Wird es ein solches Monitoring für die Arbeit mit Nanomaterialien geben?
- z. B. systematische Erfassung von Arbeitnehmer/-innen, die regelmäßig mit
Nanomaterialien umgehen, in einem zentralen Verzeichnis
- z. B. systematische Expositonsmessungen an den Arbeitsplätzen und Ermittlung typischer
Expositionsszenarien
- Ist daran gedacht, die Arbeitsinspektion diesbezüglich mit einem besonderen
Kontrollauftrag zu versehen?
4. Welche Aktivitäten sind
geplant, um Wissenslücken in Bezug auf Gefährdungen durch
Nanomaterialien mittels umfassender
toxokologischer, arbeits- und umweltmedizinischer
Forschungen in Österreich zu schließen?
Welcher Anteil
(absolut und in Prozent) der öffentlichen Forschungsmittel ist in den
letzten Jahren in Österreich in die
Erforschung gesundheitlicher und ökologischer Risiken
der Nanotechnologie geflossen?
Welche
Aktivitäten werden von österreichischer Seite gesetzt, um auf
europäischer Ebene
bei der Erforschung
potenzieller Gefährdungen von Mensch und Umwelt durch
Nanomaterialien mitzuwirken?
5.
Welche Aktivitäten sind von österreichischer Seite geplant,
um auf europäischer Ebene
Maßnahmen in
Bezug auf potenzielle Gefährdungen von Mensch und Umwelt durch
Nanomaterialien zu setzen, inklusive der Festlegung einheitlicher Grenzwerte im
Arbeitsschutz und Umweltbereich?
6.
Ist von zuständigen Ministerien geplant, eine verstärkte
Informationsoffensive für
Betroffene -
Arbeitnehmer/-innen, private Anwender/-innen und Unternehmen,
insbesondere Klein- und Mittelbetriebe -
über die Gefahren im Umgang mit
Nanopartikeln sowie Schutzmaßnahmen bei ihrer Verwendung
durchzuführen?
7.
Welche Maßnahmen werden gesetzt, um Arbeitsmediziner/-innen und
Arbeitsinspektoren/-innen
entsprechend zu qualifizieren?
8. Wurde bereits untersucht, welcher eventueller Veränderungs- bzw.
Anpassungsbedarf bei
bestehenden Gesetzen, Verordnungen und Normen in Zusammenhang mit
nanotechnologischen Entwicklungen besteht?

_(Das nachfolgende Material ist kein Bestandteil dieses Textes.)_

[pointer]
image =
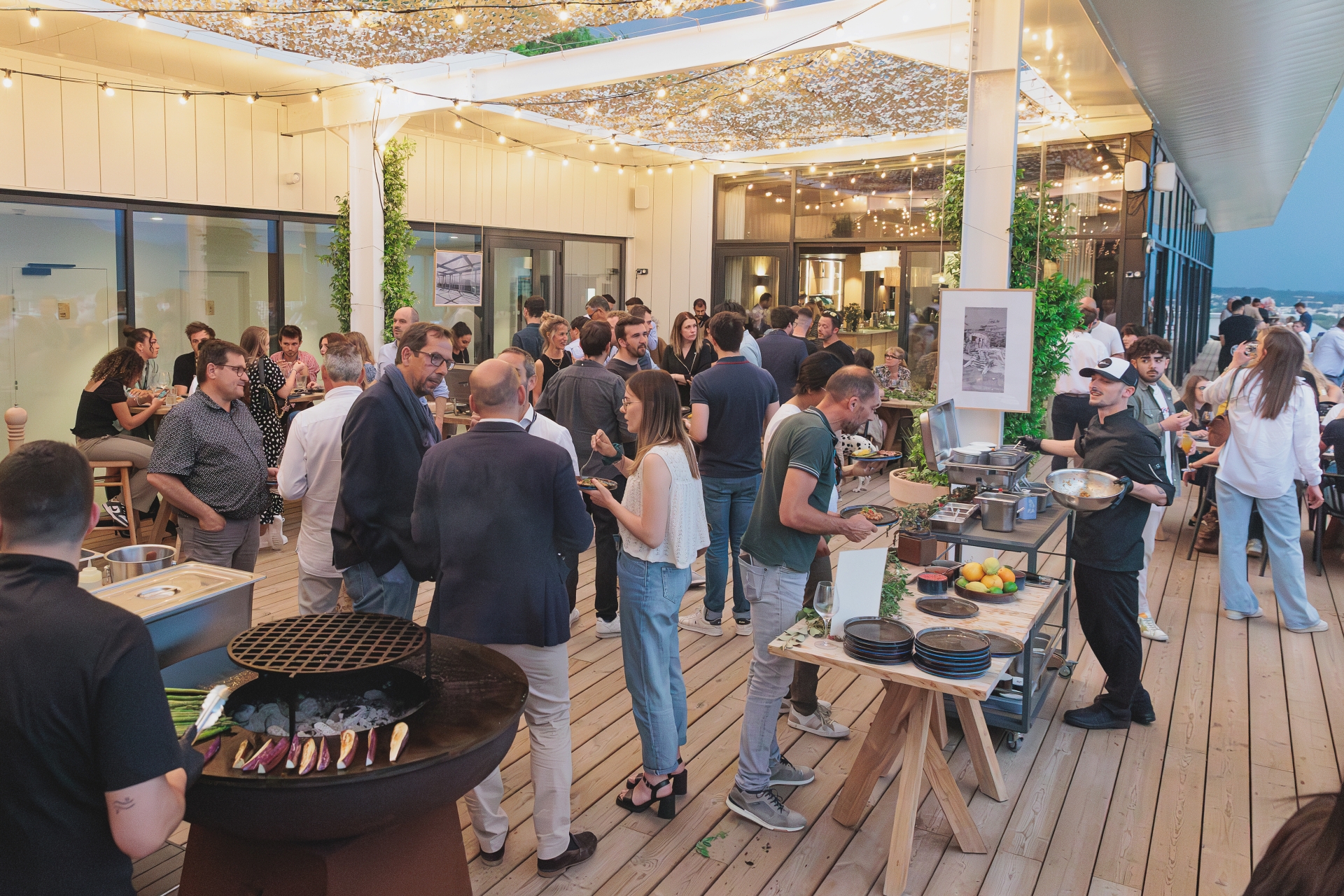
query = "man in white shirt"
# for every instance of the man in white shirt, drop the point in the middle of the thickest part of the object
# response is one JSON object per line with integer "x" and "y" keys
{"x": 1072, "y": 405}
{"x": 311, "y": 470}
{"x": 1101, "y": 331}
{"x": 402, "y": 318}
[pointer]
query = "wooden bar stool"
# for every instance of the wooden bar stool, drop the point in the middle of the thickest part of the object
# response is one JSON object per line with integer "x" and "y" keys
{"x": 118, "y": 473}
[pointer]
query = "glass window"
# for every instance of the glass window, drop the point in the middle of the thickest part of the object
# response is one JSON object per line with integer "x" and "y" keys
{"x": 755, "y": 207}
{"x": 308, "y": 293}
{"x": 590, "y": 269}
{"x": 197, "y": 267}
{"x": 58, "y": 314}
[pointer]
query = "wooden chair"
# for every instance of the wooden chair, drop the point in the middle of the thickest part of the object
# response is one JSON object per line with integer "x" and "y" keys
{"x": 118, "y": 473}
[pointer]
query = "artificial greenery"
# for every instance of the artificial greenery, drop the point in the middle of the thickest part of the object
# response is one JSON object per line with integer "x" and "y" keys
{"x": 570, "y": 39}
{"x": 398, "y": 238}
{"x": 337, "y": 255}
{"x": 1037, "y": 234}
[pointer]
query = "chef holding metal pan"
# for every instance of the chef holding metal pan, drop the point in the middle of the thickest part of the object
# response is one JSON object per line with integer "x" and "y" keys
{"x": 1108, "y": 543}
{"x": 93, "y": 774}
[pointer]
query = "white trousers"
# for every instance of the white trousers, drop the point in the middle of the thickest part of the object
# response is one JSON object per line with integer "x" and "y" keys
{"x": 1155, "y": 520}
{"x": 547, "y": 713}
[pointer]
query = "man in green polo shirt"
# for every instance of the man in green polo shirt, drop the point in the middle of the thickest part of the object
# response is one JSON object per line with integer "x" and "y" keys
{"x": 778, "y": 546}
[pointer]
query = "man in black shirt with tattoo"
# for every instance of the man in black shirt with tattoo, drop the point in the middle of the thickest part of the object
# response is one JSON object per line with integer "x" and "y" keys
{"x": 93, "y": 776}
{"x": 1112, "y": 542}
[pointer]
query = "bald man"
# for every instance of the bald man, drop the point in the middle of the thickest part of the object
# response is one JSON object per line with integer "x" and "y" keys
{"x": 402, "y": 318}
{"x": 495, "y": 512}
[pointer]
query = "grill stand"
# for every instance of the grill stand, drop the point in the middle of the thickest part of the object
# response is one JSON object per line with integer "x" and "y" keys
{"x": 422, "y": 855}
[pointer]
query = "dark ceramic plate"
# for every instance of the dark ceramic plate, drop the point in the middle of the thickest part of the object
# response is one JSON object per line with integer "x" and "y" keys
{"x": 889, "y": 516}
{"x": 1002, "y": 645}
{"x": 608, "y": 484}
{"x": 949, "y": 640}
{"x": 948, "y": 608}
{"x": 878, "y": 630}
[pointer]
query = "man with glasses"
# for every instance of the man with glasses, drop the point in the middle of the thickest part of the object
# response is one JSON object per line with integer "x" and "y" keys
{"x": 210, "y": 463}
{"x": 386, "y": 434}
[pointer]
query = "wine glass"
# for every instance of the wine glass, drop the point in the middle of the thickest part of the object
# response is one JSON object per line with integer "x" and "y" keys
{"x": 824, "y": 602}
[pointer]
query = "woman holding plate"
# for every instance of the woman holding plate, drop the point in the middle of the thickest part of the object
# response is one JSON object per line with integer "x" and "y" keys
{"x": 663, "y": 527}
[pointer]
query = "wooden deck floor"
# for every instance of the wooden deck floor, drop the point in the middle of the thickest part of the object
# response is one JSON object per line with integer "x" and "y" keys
{"x": 1250, "y": 723}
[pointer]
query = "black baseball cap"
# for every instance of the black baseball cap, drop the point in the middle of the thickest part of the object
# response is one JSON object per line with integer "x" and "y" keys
{"x": 1113, "y": 368}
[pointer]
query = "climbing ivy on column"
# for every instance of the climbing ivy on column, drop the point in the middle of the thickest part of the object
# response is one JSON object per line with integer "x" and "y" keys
{"x": 398, "y": 238}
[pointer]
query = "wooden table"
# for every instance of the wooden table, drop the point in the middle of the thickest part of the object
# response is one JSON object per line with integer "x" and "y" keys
{"x": 911, "y": 707}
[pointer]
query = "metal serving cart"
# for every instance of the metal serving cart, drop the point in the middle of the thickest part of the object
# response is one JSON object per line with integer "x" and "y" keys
{"x": 1019, "y": 695}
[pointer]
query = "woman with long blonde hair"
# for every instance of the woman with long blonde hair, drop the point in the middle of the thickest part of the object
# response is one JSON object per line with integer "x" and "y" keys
{"x": 1273, "y": 440}
{"x": 663, "y": 528}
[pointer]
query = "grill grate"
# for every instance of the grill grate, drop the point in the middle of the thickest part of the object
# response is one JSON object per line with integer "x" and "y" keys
{"x": 327, "y": 643}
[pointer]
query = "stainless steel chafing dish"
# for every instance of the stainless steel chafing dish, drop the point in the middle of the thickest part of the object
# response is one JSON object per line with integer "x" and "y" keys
{"x": 939, "y": 426}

Reichen die bestehenden gesetzlichen Regelungen für Chemikalien aus, um den Schutz
von Mensch und Umwelt in Bezug auf Nanomaterialien sicherzustellen?
Reichen die derzeit bestehenden gesetzlichen Regelungen für Lebensmittel, Arzneimittel
usw., um den Schutz der Bevölkerung vor Nanomaterialien zu garantieren?
Ist daran gedacht, Produkte mit Nanomaterialien, insbesondere mit unlöslichen und
schwer löslichen freien Nanopartikel entsprechend zu kennzeichnen und zentral in einem
Kataster zu erfassen (Meldepflicht nach dem Verursacherprinzip)?
9. Welche Mittel sind in den
nächsten Jahren für Begleitforschung und Begleitmaßnahmen
zum Schutz von Mensch und Umwelt wie vorher angeführt vorgesehen?